Sí, yo quiero y aspiro a tener una fe como la de aquel centurión. Y para ello cuento contigo, Señor. Y digo que cuento contigo, Señor, porque yo sólo nunca podré. La fe es un don Tuyo, y para tenerla necesito pedírtela y esperar pacientemente que Tú, Señor, quieras dármela.
Porque, Tú eres justo, Señor, y lo que decidas y hagas estará bien. Por eso, pacientemente, me postro a tus pies, y como aquel centurión, manifiesto mi demérito para ser merecedor de ese don gratuito que Tú, Dios mío, me puedas dar.
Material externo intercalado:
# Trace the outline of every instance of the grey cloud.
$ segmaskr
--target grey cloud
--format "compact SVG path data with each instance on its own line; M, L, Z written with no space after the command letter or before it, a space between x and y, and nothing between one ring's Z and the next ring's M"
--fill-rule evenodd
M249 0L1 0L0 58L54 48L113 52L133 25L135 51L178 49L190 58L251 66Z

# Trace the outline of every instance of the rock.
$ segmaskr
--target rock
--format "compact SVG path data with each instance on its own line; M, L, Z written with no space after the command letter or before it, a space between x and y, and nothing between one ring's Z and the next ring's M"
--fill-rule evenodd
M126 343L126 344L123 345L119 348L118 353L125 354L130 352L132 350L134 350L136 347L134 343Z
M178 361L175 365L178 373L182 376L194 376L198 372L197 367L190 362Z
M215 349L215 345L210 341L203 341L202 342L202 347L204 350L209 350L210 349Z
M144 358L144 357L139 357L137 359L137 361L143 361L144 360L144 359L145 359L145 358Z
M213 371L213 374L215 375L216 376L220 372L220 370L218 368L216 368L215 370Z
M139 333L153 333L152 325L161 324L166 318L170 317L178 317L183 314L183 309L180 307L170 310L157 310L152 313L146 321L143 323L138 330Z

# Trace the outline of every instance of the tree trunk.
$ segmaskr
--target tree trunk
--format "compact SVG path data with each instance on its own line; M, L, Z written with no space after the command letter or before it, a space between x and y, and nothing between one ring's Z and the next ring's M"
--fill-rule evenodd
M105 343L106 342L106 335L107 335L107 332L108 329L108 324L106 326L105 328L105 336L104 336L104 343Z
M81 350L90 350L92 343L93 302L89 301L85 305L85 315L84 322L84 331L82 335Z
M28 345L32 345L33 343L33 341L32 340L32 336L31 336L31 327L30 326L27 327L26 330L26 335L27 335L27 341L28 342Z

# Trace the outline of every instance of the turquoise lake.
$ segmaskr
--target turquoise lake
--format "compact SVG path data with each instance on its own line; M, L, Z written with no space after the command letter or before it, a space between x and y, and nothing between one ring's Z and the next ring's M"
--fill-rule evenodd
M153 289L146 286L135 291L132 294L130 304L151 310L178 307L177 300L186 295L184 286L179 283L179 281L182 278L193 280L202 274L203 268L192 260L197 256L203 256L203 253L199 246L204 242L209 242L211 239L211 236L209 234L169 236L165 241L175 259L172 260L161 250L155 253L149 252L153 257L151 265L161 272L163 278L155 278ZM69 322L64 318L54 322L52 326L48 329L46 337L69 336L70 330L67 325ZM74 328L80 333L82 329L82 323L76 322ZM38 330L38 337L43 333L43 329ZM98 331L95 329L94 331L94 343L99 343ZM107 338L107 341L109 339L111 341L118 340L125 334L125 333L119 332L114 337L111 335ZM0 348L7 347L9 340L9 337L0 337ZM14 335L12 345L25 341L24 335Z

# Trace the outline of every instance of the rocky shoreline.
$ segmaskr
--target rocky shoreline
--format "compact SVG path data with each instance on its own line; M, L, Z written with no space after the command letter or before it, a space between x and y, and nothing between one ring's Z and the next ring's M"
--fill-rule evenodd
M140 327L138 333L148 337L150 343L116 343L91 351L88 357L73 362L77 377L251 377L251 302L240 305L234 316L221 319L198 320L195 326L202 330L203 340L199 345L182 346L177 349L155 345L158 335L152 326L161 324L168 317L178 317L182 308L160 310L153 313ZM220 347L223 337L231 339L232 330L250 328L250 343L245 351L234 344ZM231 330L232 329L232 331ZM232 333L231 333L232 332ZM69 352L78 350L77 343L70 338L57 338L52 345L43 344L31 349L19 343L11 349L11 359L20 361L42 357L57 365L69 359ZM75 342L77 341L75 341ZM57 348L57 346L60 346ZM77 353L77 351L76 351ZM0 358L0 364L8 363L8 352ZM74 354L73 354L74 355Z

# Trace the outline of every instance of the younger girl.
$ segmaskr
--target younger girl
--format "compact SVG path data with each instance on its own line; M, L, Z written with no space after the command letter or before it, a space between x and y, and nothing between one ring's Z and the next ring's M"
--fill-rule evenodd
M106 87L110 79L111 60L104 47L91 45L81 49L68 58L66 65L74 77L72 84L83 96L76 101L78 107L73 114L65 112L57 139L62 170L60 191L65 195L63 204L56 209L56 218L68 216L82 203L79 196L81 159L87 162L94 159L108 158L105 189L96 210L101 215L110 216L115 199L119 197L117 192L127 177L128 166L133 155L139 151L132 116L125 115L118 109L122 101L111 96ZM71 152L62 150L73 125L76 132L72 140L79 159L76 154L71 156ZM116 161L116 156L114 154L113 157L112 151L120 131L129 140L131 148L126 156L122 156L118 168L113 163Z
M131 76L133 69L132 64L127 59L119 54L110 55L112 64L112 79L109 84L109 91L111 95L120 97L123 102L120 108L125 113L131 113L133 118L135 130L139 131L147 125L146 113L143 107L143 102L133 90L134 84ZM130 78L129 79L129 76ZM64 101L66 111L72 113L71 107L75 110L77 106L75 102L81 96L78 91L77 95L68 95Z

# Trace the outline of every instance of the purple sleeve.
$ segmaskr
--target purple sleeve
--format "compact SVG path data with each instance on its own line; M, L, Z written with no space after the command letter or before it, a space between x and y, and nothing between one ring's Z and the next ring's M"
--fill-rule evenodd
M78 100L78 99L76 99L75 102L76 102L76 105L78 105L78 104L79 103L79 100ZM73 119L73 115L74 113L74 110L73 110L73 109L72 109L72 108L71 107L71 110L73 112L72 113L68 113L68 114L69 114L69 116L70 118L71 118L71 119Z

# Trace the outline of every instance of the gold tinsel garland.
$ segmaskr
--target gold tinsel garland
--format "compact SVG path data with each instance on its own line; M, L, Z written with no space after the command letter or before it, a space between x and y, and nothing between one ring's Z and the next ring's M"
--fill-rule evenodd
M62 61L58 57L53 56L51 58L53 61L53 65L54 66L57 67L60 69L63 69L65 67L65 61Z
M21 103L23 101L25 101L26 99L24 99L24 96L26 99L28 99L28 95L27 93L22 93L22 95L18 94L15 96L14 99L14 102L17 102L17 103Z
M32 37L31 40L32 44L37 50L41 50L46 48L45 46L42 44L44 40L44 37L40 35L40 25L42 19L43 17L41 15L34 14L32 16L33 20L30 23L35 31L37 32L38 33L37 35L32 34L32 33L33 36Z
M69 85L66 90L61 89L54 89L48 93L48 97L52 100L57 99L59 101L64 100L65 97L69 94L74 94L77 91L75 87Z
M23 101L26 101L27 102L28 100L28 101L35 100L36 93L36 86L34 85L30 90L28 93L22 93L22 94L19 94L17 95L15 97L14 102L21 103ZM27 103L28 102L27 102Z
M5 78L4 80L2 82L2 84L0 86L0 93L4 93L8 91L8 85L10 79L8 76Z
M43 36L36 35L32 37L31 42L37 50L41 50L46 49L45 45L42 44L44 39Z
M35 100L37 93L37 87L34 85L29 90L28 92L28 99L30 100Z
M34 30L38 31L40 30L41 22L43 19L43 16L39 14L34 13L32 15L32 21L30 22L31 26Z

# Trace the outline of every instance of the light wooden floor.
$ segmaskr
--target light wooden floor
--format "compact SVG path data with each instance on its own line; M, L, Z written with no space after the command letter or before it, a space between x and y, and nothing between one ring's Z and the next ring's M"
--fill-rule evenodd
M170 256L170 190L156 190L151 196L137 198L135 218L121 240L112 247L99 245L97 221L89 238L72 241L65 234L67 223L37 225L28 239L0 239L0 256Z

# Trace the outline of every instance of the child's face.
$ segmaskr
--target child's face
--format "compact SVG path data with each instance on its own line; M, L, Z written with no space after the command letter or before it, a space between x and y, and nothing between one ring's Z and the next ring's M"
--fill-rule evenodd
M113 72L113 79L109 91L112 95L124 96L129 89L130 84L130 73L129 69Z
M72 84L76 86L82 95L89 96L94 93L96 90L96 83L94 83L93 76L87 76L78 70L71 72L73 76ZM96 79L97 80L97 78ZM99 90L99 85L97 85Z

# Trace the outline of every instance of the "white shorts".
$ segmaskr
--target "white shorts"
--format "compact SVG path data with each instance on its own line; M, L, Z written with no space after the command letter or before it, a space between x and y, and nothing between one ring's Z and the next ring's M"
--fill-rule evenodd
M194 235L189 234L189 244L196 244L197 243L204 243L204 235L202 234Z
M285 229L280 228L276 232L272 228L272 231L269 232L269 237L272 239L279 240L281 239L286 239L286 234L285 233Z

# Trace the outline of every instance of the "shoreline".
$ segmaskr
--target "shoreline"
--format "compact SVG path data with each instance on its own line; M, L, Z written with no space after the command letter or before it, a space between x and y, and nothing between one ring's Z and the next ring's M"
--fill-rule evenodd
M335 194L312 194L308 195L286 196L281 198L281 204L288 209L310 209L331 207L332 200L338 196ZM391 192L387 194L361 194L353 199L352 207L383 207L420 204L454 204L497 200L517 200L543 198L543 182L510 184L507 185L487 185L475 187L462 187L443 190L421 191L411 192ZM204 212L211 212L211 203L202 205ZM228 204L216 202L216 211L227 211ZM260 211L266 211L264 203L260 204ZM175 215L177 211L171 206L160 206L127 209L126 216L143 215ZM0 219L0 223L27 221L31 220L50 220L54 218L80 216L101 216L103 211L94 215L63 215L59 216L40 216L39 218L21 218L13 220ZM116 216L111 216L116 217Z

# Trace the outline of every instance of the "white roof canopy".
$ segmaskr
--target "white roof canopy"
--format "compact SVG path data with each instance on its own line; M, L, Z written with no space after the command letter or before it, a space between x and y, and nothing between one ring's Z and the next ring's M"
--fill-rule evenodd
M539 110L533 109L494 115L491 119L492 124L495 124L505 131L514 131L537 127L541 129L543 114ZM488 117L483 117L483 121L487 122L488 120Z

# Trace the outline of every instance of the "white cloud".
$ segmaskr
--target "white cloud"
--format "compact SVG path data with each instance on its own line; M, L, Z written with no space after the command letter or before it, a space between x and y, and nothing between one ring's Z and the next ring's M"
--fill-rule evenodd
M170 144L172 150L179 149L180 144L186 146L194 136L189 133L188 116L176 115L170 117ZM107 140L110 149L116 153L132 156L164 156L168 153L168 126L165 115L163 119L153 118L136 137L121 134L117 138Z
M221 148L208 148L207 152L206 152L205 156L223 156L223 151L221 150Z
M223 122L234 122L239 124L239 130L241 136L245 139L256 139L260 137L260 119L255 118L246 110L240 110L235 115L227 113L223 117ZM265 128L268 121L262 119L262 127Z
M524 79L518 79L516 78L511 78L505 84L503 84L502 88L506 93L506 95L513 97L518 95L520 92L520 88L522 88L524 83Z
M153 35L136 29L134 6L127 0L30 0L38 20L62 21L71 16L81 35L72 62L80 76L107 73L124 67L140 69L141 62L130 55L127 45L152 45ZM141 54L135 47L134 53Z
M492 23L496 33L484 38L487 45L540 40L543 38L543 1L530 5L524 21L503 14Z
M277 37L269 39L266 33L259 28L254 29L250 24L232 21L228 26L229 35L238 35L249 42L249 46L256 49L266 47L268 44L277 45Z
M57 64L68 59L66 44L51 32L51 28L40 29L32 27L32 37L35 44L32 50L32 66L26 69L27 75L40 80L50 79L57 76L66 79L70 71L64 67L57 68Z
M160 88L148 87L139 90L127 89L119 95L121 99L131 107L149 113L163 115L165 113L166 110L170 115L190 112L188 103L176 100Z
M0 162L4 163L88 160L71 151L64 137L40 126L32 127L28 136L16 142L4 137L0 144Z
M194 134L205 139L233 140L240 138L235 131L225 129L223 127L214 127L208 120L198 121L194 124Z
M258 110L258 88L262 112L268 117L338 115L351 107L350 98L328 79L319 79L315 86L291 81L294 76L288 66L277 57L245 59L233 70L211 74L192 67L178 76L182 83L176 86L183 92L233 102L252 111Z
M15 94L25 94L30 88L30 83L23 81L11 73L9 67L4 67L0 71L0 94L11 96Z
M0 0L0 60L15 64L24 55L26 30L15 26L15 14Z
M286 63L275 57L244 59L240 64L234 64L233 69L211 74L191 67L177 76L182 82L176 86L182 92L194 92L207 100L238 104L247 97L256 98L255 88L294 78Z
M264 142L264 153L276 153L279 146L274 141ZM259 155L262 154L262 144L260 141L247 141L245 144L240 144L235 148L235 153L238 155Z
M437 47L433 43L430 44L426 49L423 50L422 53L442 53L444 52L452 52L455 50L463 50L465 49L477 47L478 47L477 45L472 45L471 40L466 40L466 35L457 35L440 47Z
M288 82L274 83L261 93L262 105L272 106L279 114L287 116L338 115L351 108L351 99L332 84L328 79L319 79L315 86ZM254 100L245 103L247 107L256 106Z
Pero, a pesar de que mis palabras brotan como empujadas por el Espíritu, quiero sentirlas en lo más profundo de mi ser y experimentarlas en mi corazón.
Dame, Señor, esa confianza e inocencia de experimentar la pureza de la fe. Esa intención pura. bien intencionada y buena de creer en tu Poder y tu Amor. Sé que eso no está a mi alcance si no es por tu Amor y Misericordia. Sé, Señor, que todo depende de Ti y que todo está en tus Manos. Por eso, como ese centurión del Evangelio, yo también me siento indigno de que entres en mi, y que sólo una Palabra tuya bastará para transformarme y llenar mi humilde y pobre corazón de fe.
He reflexionado mucho sobre este Evangelio. Lo he leído muchas veces y también oído en homilías, pero, ¿realmente mi fe ha aumentado? No lo sé, Señor. Y eso me preocupa. Quizás haya aumentado y no lo note, por eso, mi petición va dirigida a que me la aumentes, que me hagas crecer en fe, Señor, hasta el punto de experimentar y sentirte cerca y dentro de mí.
A extrañarte si Tú no eres lo primero en mi vida. A experimentar desorientación, sin sentido, desconcierto si Tú faltas en mi vida. A sentirme sin rumbo, perdido y vacío si tu presencia se aleja de mí. Dame, Señor, la Gracia de saberte y descubrirte siempre cerca, a mi lado, sabiendo que con y en Ti nada tengo que temer, porque Tú me salvas de todos los peligros y me llevas contigo a la Vida Eterna. Gracias, Señor.